Vos propos, qui poussent encore plus loin un mouvement amorcé sous
votre prédécesseur, mettent à mon sens en péril l'université même, en tant
qu'espace de pensée libre et autonome. Je suis inquiète face aux
«changements» – le mot est à la mode – qui transforment de plus en plus
«l'université en antichambre du marché du travail», pour reprendre une
expression du sociologue Guy Rocher. De vos apparitions publiques et des
récentes publicités se dégagent en effet une nette valorisation de la
recherche à l'aune essentiellement de ses promesses de rentabilité
économique et une réorientation de l'enseignement universitaire – la
«formation», dit-on maintenant – vers la simple satisfaction des «besoins»

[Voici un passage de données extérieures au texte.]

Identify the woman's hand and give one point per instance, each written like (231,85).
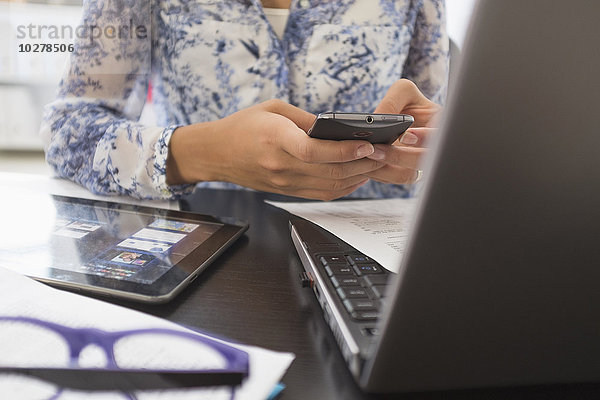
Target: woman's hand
(265,147)
(402,159)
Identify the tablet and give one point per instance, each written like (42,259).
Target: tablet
(118,250)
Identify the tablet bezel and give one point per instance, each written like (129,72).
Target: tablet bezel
(167,286)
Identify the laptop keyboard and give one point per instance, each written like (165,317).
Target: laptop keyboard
(359,282)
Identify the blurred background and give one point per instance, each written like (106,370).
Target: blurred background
(28,80)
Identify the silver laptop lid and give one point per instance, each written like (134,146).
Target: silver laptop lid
(500,284)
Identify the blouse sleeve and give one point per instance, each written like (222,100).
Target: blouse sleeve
(428,57)
(90,132)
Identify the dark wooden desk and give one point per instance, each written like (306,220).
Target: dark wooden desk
(252,294)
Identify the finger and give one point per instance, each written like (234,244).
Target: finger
(311,150)
(398,156)
(301,118)
(401,94)
(331,194)
(415,137)
(341,170)
(395,175)
(406,98)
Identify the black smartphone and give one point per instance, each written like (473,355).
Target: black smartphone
(375,128)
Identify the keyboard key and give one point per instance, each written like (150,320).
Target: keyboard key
(352,292)
(376,279)
(344,280)
(339,270)
(367,269)
(358,258)
(366,315)
(355,305)
(379,290)
(333,259)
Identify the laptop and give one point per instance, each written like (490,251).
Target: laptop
(499,284)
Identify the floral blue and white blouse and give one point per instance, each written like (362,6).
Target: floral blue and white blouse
(207,59)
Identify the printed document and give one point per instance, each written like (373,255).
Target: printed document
(377,228)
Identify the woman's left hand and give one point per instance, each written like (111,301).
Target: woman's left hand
(403,157)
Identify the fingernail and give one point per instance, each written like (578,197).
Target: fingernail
(378,154)
(364,150)
(409,138)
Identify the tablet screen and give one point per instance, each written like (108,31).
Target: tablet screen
(107,245)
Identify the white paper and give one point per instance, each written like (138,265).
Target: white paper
(377,228)
(22,296)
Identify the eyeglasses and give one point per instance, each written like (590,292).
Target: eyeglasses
(129,360)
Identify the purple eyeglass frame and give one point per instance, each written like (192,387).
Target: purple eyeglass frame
(112,377)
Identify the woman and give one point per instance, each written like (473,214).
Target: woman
(215,67)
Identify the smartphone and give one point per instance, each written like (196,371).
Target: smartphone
(375,128)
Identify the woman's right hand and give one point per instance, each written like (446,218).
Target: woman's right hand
(265,147)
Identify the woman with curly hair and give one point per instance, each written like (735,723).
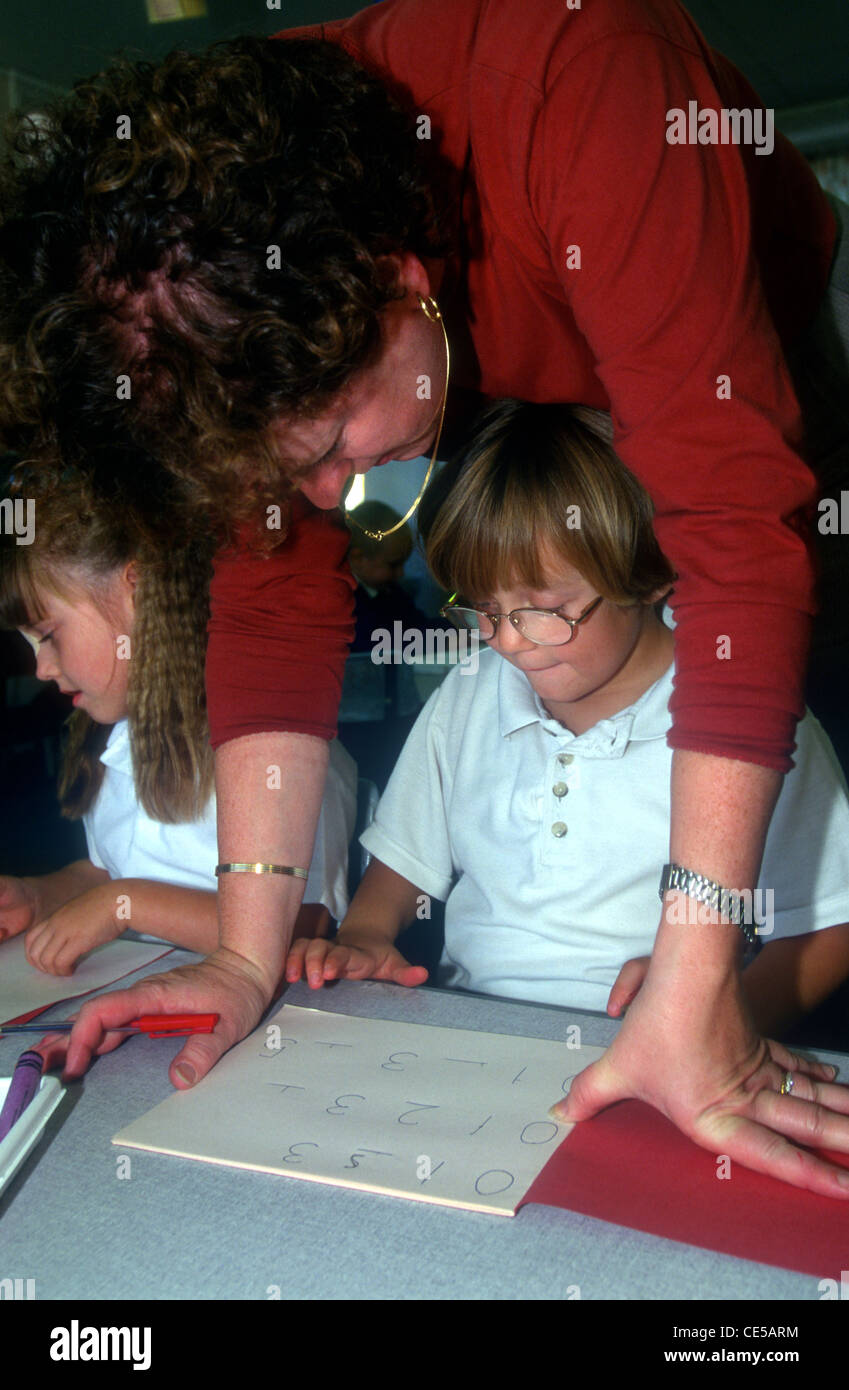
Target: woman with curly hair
(267,259)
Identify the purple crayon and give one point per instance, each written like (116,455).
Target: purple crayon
(24,1086)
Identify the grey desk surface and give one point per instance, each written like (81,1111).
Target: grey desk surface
(179,1229)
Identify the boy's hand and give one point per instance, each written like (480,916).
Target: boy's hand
(350,958)
(57,943)
(18,906)
(627,984)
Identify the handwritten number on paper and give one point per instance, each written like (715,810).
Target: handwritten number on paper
(392,1065)
(338,1108)
(298,1158)
(277,1050)
(428,1176)
(416,1105)
(361,1153)
(493,1182)
(528,1134)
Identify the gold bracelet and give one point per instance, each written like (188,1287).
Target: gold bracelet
(295,873)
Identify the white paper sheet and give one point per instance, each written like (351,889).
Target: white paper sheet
(437,1115)
(24,988)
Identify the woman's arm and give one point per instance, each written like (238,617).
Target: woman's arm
(688,1044)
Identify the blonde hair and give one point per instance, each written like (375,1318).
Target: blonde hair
(84,535)
(535,483)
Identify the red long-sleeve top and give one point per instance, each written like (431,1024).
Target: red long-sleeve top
(602,264)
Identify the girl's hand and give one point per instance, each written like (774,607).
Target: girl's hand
(627,984)
(57,943)
(350,959)
(18,906)
(224,983)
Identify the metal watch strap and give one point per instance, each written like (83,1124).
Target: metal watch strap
(721,900)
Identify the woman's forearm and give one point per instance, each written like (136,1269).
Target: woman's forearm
(720,815)
(268,790)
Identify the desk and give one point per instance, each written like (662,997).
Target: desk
(181,1229)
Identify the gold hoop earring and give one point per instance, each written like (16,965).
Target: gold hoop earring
(431,310)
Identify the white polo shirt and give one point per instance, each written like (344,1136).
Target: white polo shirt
(549,845)
(128,844)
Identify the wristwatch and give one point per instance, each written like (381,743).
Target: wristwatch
(721,900)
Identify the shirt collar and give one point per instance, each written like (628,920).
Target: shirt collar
(646,717)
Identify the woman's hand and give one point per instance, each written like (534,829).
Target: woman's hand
(18,906)
(224,983)
(57,943)
(627,984)
(696,1057)
(352,958)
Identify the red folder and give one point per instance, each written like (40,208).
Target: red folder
(630,1165)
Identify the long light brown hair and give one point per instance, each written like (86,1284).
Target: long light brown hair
(86,530)
(232,256)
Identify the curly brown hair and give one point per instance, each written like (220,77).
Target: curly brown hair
(86,531)
(154,256)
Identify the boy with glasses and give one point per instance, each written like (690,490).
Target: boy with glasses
(535,798)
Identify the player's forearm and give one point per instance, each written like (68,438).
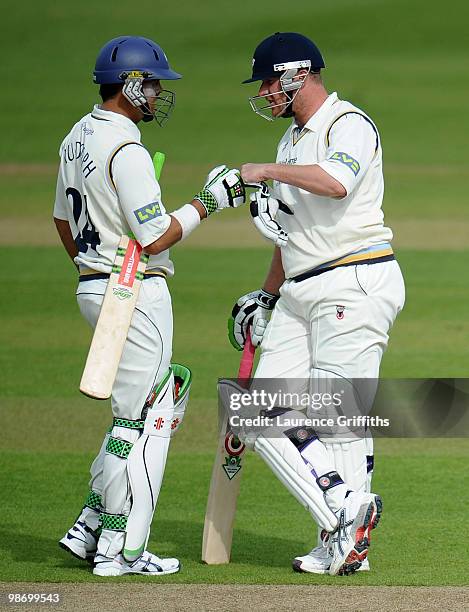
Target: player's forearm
(65,234)
(276,275)
(312,178)
(174,233)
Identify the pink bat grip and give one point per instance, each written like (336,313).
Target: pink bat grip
(247,359)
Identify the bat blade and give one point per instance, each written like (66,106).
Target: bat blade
(114,320)
(225,482)
(116,313)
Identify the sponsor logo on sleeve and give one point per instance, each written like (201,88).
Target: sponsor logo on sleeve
(148,212)
(348,161)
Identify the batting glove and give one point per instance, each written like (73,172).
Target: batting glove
(263,211)
(254,310)
(224,189)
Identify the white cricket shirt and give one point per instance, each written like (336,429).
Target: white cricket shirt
(344,142)
(106,188)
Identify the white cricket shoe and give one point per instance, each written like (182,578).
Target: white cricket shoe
(349,543)
(147,563)
(318,561)
(81,541)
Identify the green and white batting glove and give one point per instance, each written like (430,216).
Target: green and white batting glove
(253,309)
(224,188)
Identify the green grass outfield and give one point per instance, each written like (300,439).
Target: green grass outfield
(50,432)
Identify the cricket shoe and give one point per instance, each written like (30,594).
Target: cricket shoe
(81,541)
(349,543)
(147,563)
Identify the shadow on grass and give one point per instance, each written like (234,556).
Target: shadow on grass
(249,547)
(169,538)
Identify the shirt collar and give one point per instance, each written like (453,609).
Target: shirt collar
(316,120)
(104,115)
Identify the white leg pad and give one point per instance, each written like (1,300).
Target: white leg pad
(145,468)
(287,464)
(349,460)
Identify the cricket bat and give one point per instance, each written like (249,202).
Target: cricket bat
(116,313)
(226,478)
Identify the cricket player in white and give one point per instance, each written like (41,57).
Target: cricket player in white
(106,188)
(334,287)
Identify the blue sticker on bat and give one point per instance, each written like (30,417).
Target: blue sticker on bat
(345,159)
(148,212)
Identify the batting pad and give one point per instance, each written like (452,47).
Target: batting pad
(145,468)
(288,465)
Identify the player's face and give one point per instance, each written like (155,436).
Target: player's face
(151,89)
(272,89)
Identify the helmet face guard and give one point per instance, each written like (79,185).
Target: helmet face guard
(289,86)
(137,63)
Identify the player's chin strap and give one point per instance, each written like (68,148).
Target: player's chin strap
(137,92)
(143,444)
(290,86)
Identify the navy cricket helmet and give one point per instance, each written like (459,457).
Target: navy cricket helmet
(281,48)
(124,54)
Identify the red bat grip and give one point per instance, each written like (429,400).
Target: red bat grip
(247,359)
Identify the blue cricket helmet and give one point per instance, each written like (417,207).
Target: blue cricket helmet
(281,48)
(125,54)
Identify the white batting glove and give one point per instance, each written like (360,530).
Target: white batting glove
(263,211)
(133,91)
(251,310)
(224,189)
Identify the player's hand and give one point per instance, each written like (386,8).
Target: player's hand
(263,211)
(253,309)
(223,189)
(253,173)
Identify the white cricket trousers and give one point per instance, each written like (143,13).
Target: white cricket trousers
(337,322)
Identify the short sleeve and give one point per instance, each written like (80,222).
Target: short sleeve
(60,205)
(139,193)
(353,142)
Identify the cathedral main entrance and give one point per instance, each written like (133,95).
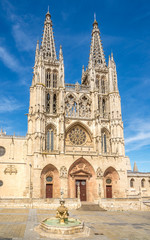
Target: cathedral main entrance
(81,179)
(50,182)
(81,185)
(49,190)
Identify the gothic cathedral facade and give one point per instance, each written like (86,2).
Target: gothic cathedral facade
(75,131)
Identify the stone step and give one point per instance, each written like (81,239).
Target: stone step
(90,207)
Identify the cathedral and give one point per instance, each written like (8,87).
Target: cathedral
(75,139)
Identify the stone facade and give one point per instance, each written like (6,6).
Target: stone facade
(75,133)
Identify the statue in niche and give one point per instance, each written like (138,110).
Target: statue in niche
(63,172)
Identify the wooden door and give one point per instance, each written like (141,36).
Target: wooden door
(82,185)
(49,190)
(108,191)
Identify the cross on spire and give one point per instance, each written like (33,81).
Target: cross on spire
(48,43)
(97,57)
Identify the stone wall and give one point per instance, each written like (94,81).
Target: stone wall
(125,204)
(38,203)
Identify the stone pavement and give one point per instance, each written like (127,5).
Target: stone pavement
(18,224)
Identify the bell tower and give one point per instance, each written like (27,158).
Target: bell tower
(46,96)
(102,80)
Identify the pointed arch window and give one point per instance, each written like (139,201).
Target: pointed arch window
(48,79)
(104,141)
(48,103)
(103,85)
(54,103)
(70,106)
(54,80)
(103,107)
(97,82)
(132,183)
(143,183)
(50,139)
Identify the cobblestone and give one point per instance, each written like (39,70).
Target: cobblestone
(19,224)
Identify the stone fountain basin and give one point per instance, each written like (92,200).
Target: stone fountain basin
(52,225)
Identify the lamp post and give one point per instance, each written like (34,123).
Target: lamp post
(30,181)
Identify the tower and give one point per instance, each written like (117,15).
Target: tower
(75,131)
(46,95)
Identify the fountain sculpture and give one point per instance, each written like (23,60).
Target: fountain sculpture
(62,226)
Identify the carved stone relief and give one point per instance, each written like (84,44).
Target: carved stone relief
(63,172)
(99,173)
(11,169)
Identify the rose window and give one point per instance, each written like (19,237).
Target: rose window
(77,136)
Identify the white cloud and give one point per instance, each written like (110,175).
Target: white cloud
(138,134)
(21,27)
(9,60)
(23,40)
(9,105)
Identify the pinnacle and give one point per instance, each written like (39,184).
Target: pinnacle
(97,57)
(48,43)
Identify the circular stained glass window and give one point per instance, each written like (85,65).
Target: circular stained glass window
(108,181)
(49,179)
(77,136)
(1,183)
(2,151)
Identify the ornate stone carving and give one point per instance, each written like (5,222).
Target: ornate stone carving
(70,106)
(63,172)
(85,107)
(11,169)
(77,136)
(99,173)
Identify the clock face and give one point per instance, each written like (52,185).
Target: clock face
(2,151)
(108,181)
(77,136)
(49,179)
(1,183)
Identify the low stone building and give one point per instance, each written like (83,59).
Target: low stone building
(75,138)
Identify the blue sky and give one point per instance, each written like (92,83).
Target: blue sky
(125,30)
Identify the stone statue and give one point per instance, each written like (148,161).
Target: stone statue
(62,212)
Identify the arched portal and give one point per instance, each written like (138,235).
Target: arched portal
(82,173)
(50,183)
(111,183)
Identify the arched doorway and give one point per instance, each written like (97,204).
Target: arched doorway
(111,183)
(50,182)
(82,174)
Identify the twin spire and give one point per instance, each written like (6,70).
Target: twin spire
(48,50)
(96,58)
(48,43)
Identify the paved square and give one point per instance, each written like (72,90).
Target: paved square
(18,224)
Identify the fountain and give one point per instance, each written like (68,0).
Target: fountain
(62,226)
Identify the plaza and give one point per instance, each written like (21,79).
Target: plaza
(19,224)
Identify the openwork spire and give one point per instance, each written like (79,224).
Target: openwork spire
(97,57)
(48,44)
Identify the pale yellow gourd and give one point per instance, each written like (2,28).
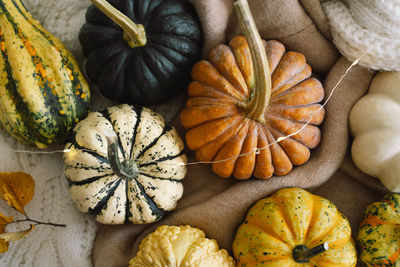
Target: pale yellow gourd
(375,124)
(180,246)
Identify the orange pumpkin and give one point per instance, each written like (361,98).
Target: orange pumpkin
(245,97)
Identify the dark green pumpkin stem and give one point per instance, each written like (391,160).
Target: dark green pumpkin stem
(126,169)
(134,34)
(302,254)
(258,105)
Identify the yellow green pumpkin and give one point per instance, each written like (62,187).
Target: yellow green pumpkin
(43,94)
(379,234)
(294,228)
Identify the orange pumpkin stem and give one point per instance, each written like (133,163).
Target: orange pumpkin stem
(134,34)
(262,89)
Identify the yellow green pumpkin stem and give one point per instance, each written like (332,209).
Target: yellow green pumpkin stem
(302,254)
(127,169)
(134,34)
(262,89)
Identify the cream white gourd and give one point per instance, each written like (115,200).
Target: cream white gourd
(375,124)
(125,165)
(180,246)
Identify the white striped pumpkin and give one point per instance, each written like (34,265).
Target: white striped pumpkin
(125,165)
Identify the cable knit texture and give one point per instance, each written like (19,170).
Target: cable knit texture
(48,246)
(370,27)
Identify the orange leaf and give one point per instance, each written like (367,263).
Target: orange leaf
(3,222)
(17,188)
(9,237)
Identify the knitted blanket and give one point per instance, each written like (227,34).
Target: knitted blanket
(49,246)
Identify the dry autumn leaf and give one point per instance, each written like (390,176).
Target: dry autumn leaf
(3,222)
(17,188)
(9,237)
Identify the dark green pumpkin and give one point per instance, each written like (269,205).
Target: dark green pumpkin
(150,74)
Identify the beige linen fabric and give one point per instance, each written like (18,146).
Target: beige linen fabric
(218,205)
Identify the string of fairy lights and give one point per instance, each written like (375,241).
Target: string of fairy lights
(256,150)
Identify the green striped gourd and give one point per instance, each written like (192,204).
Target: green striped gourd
(43,94)
(125,165)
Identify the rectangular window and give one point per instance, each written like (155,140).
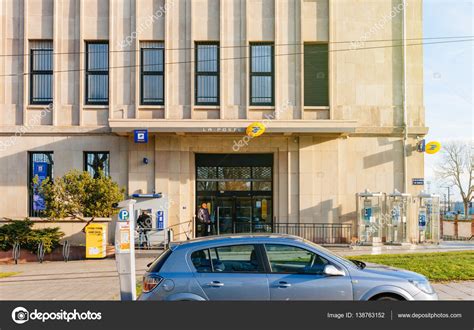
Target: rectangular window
(40,167)
(228,259)
(152,73)
(41,72)
(288,259)
(316,82)
(97,73)
(207,74)
(96,161)
(261,74)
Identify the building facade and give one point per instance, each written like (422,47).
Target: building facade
(325,77)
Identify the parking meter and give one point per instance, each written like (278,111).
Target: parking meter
(125,249)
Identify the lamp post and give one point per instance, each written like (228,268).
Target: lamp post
(449,197)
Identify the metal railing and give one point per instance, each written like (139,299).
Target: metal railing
(154,238)
(321,233)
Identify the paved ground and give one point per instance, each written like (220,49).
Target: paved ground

du marché. Me semble aussi contestable cette association maintes fois
remarquée dans les documents promotionnels entre «l'approche humaine de
l'enseignement» et sa «dimension pratique», comme si la réflexion
théorique et l'approfondissement conceptuel déshumanisaient
l'enseignement.
Dans la même perspective, je m'inquiète de certaines orientations du
plan d'action stratégique de l'Université, qui vise l'«accroissement du
sentiment d'appartenance» en imprégnant «rapidement les nouveaux membres
de la communauté universitaire de la culture de l'Université de
Sherbrooke». Cet objectif, qui se manifeste par la réorganisation du
Bureau des communications en un «service des communications» en expansion
et par l'organisation d'événements divers, comme par exemple l'invitation
lancée, il y a deux ans, aux étudiants et aux employés à entonner La
chanson de l'appartenance, pousse à un degré inégalé le mimétisme à
l'égard des pratiques de l'entreprise. La liberté académique et l'idéal de
questionnement sur le monde ne sont que coquilles vides quand l'université
est à ce point assujettie au prêt à penser et aux modes de fonctionnement
du privé dans ce qu'ils ont de plus critiquable.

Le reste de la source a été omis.